Abstract
Background
In this study, we aimed to investigate the role of ATP-sensitive potassium (KATP) channel, Na+/K+-ATPase activity, and intracellular calcium levels on the vasodilatory effect of N-acetylcysteine (NAC) in thoracic aorta by using electrophysiological and molecular techniques.
Methods
Rat thoracic aorta ring preparations and cultured thoracic aorta cells were divided into four groups as control, 2 mM NAC, 5 mM NAC, and 10 mM NAC. Thoracic aorta rings were isolated from rats for measurements of relaxation responses and Na+/K+-ATPase activity. In the cultured thoracic aorta cells, we measured the currents of KATP channel, the concentration of intracellular calcium and mRNA expression level of KATP channel subunits (KCNJ8, KCNJ11, ABCC8 and ABCC9).
Results
The relaxation rate significantly increased in all NAC groups compared to control. Similarly, Na+/K+-ATPase activity also significantly decreased in NAC groups.
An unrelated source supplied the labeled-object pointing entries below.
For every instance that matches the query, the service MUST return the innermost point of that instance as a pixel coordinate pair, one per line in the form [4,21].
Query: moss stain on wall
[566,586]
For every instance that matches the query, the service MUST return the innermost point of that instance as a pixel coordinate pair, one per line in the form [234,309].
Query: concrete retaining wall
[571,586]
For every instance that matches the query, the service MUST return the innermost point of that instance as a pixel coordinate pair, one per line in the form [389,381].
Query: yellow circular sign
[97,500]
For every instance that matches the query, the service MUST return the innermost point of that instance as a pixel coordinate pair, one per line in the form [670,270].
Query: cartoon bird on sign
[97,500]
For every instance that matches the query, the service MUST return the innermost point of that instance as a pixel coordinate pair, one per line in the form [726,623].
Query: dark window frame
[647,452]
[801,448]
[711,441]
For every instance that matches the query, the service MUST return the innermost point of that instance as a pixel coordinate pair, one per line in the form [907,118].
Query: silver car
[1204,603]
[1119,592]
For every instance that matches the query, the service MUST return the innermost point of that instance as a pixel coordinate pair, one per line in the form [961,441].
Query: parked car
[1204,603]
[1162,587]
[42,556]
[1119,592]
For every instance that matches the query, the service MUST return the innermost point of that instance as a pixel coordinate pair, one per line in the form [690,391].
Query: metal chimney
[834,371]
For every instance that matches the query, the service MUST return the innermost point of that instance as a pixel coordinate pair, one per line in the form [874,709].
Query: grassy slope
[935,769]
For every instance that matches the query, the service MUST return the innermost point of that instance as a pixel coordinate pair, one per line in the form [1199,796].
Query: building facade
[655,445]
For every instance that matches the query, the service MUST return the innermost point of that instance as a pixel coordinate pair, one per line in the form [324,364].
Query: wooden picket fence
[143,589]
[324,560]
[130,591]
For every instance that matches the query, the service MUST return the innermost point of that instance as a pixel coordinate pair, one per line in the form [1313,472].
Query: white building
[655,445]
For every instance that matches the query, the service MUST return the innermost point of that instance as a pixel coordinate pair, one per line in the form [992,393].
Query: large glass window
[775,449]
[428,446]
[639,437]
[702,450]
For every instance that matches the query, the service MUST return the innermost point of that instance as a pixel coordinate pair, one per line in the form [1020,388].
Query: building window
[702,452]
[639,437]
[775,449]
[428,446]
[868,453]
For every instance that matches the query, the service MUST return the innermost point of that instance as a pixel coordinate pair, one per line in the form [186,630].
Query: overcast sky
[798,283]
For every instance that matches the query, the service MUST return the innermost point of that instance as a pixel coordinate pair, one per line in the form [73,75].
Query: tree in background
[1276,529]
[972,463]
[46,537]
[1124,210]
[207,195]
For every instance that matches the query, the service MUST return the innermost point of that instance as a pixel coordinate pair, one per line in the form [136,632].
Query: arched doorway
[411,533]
Outward KATP channel current significantly increased in all NAC groups compared to the control group. Intracellular calcium concentration decreased significantly in all groups with compared control. mRNA expression level of ABCC8 subunit significantly increased in all NAC groups compared to the control group. Pearson correlation analysis showed that relaxation rate was significantly associated with KATP current, intracellular calcium concentration, Na+/K+-ATPase activity and mRNA expression level of ABCC8 subunit.
Conclusion
Our findings suggest that NAC relaxes vascular smooth muscle cells through a direct effect on KATP channels, by increasing outward K+ flux, partly by increasing mRNA expression of KATP subunit ABCC8, by decreasing in intracellular calcium and by decreasing in Na+/K+-ATPase activity.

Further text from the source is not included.